Another harassment incident recorded in Ayungin Shoal
A China Coast Guard (CCG) vessel blocked a Bureau of Fisheries and Aquatic Resources (BFAR) ship on its way to BRP Sierra Madre in Ayungin (Second Thomas) Shoal in the West Philippine Sea in late June, according to Washington-based think tank Asia Maritime Transparency Initiative (Amti).
The incident took place on June 27, or almost a week after the Chinese coast guard warned troops at BRP Sierra Madre of “consequences” if it makes “trouble,” which Philippine authorities construed to refer to the transport of construction and repair materials to the rusty and grounded warship.
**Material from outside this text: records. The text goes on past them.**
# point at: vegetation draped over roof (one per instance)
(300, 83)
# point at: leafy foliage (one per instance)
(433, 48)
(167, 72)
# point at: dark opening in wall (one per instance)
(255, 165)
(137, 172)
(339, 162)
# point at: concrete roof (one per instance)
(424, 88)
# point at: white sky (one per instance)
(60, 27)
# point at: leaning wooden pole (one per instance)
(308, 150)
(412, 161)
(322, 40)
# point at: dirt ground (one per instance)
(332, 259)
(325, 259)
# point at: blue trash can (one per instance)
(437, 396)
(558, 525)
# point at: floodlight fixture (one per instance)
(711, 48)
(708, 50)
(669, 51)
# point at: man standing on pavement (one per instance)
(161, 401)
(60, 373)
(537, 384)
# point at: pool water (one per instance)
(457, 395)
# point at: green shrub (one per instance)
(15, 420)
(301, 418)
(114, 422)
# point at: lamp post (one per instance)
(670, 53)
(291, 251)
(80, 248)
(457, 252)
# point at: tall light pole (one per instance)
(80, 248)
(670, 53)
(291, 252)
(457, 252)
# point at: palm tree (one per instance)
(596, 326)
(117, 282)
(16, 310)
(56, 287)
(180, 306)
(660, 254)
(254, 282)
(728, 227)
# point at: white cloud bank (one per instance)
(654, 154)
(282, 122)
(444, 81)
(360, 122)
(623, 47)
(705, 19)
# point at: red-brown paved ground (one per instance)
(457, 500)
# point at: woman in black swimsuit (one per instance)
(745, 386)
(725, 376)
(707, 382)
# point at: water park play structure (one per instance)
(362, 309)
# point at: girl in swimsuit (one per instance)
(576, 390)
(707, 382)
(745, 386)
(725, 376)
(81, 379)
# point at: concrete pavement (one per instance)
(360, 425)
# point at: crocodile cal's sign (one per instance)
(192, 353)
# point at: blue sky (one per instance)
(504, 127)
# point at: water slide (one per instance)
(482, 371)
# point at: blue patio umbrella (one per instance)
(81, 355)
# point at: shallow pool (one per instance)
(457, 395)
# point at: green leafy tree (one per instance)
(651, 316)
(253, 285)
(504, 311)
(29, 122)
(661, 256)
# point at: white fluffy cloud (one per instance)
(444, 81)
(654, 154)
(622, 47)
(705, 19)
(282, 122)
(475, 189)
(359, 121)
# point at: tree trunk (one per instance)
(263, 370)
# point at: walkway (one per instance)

Automatic identification system data suggested that the Philippine vessel was “denied access” to Ayungin, which underscored the vulnerability of the BRP Sierra Madre, the Amti wrote in its report on Thursday.
The 60-meter BFAR vessel left Puerto Princesa City on June 26 for the BRP Sierra Madre. As it approached 12 nautical miles (22.22 kilometers) southeast of the shoal in the morning of June 27, the CCG 5304 came south from the northern edge of the shoal to greet it.
The CCG then tailed the Philippine ship at a distance of 500 meters for another hour until the two parted ways 14 nautical miles (25.9 km) east of Ayungin. The BFAR ship continued eastward and returned to Puerto Princesa City, while the CCG headed back to the northern end of the shoal, the report said.
On June 21, nearly a week before the incident, the Inquirer joined a resupply mission to Ayungin where two wooden boats manned by the Navy were warned by the CCG against bringing construction materials. The CCG later warned the troops at BRP Sierra Madre of “consequences” if they insist on “making trouble.”
Ayungin Shoal is a low-tide elevation located 105 nautical miles (194 km) off Palawan and is within the Philippines’ exclusive economic zone. It is one of the nine features occupied by the Philippines in the Spratly Islands.